The Ultimate Cookout Starts With Grilled Avocados
Like the perfect barbecue sauce, an ice-cold drink pulled straight out of the cooler, and Aunt June's famous sour cream deviled eggs, avocado puts the bow on the ultimate cookout. But if you've eaten enough avo-stuffed spring rolls, dressings, and pasta-cado salads to make your eyeballs turn into avocados, throw that fruit on the fire and grill your guacamole.
We tapped Mike Williams, vice president of sales and marketing at Kenyon Grills, for a little advice on how to heat up our guac game. (Let there be grill marks.) "Grilling the avocados, tomatoes, onions, and jalapeños can really add some interest to the textures of the finished dish and add some caramelized notes," Williams says.
But to really crush the starring ingredient, you won't want to smear it all over the grate. "Avocados can become mushy or fall apart," Williams explains. "I recommend slicing them in half and removing the pit before grilling, although you can leave the skin on for a bit of stability to hold it together." Cover the flesh with a little oil and S&P, and lay your avocado halves face down on your grill. "Medium heat for 2 to 3 minutes ... and then let them rest for a couple of minutes before finishing the guacamole prep."
After you've got a little char on your grillable ingredients, simply chop, toss with lime juice and fresh cilantro, and, as Williams describes it, "Just throw it on there! Guacamole is such a great topping for burgers and hot dogs." Put it on your meat, your veggies, or your chips — just put those avocados on the grill.
Unexpected stuff you should throw on the grill
"Should" sounds a little pushy, but crack open a cold one as I "should" you into making the greatest grill-based decisions of your life. We've all heard about the smoky transcendence of grilled pickles, the nature's candy that is grilled watermelon, and the purest expression of grilled cheese (just cheese on the grill — love me some charred halloumi). But I double dog dare you to bust the boundaries of your next backyard barbecue.
Evoking the vibe of a summer turducken, the equally fun-to-say swineapple might be just the key to unlocking your pitmaster potential; it requires a hollowed-out pineapple stuffed with cooked barbecue rib meat, a basket-weave bacon wrapping, and an hour on the grates.
Got a smoker and nowhere to be? Smoke your snacks. What Goldfish, Chex Mix, Dorito, or Cheez-It wouldn't benefit from a tumble in barbecue seasoning plus a little heat?
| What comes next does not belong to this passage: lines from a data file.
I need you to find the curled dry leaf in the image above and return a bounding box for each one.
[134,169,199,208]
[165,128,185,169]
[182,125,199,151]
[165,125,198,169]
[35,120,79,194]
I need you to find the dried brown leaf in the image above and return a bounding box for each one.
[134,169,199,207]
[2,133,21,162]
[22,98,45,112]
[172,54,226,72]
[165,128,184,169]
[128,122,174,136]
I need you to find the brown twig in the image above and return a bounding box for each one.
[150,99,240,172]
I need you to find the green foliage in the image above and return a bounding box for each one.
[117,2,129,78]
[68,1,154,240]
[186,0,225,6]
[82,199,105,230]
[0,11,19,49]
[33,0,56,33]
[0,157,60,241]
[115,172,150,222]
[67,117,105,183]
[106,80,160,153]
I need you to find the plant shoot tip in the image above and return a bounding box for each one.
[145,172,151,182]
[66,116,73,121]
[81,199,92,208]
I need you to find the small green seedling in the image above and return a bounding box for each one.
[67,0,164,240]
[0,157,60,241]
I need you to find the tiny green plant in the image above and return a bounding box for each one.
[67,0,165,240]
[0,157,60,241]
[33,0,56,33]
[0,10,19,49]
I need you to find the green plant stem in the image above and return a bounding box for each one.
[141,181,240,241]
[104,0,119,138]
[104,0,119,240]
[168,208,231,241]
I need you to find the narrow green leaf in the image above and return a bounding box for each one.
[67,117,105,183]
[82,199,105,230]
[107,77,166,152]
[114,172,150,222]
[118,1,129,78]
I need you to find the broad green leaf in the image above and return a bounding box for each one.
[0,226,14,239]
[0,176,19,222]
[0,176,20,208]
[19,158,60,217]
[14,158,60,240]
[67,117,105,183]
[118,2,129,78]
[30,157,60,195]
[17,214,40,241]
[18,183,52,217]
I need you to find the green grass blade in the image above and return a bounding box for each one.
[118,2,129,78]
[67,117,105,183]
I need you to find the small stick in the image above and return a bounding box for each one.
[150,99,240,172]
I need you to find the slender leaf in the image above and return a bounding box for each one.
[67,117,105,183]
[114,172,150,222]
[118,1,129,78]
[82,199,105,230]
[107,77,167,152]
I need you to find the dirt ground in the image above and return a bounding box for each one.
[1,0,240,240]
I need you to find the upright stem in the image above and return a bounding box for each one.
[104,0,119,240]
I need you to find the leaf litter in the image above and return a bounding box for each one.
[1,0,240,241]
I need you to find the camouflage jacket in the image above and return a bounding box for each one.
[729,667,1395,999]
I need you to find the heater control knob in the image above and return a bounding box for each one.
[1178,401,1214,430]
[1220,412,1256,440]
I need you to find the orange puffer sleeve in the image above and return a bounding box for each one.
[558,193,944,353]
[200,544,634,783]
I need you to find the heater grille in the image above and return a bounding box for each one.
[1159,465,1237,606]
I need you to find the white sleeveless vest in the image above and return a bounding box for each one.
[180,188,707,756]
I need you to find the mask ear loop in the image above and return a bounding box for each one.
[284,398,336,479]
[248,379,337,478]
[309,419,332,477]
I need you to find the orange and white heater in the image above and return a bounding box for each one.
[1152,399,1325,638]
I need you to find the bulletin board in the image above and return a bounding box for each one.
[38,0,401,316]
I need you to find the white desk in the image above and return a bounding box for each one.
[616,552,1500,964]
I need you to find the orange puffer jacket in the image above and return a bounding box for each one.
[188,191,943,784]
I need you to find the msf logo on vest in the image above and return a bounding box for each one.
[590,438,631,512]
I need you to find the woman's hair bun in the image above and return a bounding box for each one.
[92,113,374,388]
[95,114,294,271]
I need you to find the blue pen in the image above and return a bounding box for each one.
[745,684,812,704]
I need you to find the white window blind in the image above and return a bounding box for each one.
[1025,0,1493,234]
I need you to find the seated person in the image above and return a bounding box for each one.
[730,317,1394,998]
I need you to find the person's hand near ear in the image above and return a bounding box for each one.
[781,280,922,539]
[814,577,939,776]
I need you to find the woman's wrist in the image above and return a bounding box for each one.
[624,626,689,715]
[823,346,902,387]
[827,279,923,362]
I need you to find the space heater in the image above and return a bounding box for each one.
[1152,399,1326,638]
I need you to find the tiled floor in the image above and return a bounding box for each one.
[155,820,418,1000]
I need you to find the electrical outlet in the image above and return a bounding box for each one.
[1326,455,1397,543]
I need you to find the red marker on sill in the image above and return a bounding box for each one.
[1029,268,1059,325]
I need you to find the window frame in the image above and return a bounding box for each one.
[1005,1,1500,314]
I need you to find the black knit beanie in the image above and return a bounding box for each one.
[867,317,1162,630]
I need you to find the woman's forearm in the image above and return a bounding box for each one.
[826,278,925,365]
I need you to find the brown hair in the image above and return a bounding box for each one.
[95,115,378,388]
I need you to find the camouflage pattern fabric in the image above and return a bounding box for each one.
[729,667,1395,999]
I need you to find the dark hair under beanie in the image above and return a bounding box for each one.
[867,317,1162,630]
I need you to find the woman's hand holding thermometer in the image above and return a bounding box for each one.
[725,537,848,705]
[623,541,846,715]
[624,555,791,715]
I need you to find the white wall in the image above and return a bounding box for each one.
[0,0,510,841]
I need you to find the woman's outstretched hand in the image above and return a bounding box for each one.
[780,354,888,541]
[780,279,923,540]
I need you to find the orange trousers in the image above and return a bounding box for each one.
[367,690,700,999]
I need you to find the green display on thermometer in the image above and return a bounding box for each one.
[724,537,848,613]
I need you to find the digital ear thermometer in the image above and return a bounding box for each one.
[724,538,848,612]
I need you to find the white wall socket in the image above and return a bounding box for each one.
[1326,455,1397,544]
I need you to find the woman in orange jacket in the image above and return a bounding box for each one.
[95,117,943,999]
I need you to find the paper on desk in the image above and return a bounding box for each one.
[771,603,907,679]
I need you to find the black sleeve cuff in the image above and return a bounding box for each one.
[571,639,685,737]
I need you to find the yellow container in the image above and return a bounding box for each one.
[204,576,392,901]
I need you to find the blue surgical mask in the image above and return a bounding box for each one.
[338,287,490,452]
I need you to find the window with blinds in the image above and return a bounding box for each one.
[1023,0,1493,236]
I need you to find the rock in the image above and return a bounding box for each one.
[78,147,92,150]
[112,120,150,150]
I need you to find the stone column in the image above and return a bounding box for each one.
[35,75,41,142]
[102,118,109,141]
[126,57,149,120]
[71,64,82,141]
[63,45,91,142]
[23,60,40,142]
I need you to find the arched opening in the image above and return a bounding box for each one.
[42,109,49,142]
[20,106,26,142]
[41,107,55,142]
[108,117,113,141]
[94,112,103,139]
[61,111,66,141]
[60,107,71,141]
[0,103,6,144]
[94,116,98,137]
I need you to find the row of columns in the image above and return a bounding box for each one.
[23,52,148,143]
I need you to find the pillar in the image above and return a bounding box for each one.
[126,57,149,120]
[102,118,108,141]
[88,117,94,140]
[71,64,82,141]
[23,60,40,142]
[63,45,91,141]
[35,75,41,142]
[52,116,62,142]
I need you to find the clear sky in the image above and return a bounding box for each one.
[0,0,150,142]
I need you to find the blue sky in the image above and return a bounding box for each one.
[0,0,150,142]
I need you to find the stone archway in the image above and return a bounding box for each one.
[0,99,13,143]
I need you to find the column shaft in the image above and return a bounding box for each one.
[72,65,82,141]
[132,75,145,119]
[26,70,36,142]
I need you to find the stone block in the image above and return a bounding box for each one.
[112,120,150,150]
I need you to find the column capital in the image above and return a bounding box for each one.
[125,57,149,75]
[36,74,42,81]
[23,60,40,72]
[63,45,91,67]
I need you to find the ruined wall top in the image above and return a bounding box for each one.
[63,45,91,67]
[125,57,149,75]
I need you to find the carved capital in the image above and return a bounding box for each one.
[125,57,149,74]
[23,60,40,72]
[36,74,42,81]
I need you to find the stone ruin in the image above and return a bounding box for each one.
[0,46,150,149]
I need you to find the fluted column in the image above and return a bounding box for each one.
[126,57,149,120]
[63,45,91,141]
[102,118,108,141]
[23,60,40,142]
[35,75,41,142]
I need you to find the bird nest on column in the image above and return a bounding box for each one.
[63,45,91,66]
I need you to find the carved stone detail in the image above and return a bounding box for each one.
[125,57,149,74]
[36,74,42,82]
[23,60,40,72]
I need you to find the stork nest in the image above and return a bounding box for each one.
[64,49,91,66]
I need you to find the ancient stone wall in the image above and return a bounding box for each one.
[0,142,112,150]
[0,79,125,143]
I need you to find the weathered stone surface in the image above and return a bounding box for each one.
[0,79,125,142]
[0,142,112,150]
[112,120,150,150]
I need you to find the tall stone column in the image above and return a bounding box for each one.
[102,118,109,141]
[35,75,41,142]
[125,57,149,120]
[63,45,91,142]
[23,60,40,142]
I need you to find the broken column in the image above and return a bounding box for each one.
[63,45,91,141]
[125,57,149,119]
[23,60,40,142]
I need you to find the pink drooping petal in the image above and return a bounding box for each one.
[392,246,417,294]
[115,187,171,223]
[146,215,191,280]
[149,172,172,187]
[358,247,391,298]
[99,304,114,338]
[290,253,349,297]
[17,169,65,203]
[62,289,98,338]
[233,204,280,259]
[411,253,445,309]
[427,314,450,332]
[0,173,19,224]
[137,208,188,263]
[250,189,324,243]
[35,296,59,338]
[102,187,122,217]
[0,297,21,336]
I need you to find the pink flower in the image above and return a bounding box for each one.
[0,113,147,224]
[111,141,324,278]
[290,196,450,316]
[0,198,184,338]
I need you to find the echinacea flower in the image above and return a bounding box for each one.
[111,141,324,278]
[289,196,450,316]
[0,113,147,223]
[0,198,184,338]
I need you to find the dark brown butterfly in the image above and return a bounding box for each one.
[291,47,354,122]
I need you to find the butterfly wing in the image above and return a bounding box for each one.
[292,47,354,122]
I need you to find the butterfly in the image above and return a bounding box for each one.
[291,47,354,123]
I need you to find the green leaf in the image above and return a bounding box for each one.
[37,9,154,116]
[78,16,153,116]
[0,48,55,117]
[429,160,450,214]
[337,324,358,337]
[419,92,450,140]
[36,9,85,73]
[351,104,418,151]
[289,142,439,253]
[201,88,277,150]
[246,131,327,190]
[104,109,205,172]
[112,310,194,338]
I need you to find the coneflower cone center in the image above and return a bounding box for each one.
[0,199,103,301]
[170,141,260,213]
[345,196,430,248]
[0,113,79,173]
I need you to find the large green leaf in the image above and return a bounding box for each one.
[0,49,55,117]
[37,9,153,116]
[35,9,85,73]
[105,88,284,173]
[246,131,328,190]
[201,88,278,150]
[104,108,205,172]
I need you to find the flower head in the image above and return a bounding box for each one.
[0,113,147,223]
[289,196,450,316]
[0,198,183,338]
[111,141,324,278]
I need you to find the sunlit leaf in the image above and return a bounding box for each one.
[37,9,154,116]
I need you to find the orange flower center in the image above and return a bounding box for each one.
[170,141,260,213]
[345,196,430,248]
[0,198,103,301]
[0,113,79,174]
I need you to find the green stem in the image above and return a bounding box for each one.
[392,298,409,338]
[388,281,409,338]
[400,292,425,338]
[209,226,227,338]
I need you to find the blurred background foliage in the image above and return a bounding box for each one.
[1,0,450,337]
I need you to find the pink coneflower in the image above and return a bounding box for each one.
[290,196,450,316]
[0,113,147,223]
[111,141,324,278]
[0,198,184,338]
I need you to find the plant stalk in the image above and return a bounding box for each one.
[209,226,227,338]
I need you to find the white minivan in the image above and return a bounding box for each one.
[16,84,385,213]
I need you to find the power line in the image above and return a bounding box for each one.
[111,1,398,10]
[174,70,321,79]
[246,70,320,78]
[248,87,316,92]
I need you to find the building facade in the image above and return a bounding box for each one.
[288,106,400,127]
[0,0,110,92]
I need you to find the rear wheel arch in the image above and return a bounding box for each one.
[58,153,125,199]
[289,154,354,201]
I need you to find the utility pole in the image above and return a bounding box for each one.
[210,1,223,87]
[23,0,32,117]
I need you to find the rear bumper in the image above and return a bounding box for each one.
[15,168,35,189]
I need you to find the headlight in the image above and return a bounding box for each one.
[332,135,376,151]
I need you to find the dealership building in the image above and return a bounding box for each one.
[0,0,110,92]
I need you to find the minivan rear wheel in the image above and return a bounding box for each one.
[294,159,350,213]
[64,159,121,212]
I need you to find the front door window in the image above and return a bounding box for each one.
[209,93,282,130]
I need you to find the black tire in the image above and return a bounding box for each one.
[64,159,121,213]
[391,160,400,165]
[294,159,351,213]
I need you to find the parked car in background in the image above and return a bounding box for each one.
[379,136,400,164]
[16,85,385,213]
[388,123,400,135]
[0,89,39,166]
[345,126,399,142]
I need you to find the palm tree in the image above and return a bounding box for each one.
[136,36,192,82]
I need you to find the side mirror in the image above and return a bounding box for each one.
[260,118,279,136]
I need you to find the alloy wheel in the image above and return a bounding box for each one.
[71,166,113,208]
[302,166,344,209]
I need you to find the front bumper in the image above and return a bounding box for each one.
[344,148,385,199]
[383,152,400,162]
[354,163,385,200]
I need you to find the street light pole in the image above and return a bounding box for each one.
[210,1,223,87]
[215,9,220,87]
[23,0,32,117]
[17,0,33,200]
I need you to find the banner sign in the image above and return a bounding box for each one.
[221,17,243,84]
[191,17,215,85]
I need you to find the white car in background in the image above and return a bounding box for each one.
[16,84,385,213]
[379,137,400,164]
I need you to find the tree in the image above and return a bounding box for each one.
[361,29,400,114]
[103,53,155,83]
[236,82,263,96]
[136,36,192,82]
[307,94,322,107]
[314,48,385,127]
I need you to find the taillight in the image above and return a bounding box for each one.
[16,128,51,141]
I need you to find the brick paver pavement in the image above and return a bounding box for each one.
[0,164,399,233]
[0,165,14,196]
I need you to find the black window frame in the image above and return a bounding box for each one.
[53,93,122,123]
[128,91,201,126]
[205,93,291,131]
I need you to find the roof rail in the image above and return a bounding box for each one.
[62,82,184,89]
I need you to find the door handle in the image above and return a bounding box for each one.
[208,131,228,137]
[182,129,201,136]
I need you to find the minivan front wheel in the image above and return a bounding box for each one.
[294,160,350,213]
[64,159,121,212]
But you haven't lived until you've smoked water for cocktail ice cubes (and, duh, grill your citrus wheel garnishes).
Lastly, I gift you this: I once threw Krispy Kreme doughnuts on an unoccupied grill at a friend's backyard barbecue. While the tequila cocktail in my hand was all, like, "OMG, this is the best idea ever," the bliss on people's faces as they bit into caramelized, Homer Simpson-style pink-iced doughnuts — with actual (meaty?) grill marks on the bottoms — confirmed the move was solid gold. I don't remember the temperature, cook time, or whether the grill was even on. But what matters is that you confidently put it all on the grates — everything from avocados to Krispy Kremes — and lean into the serendipitous magic of your own ultimate cookout.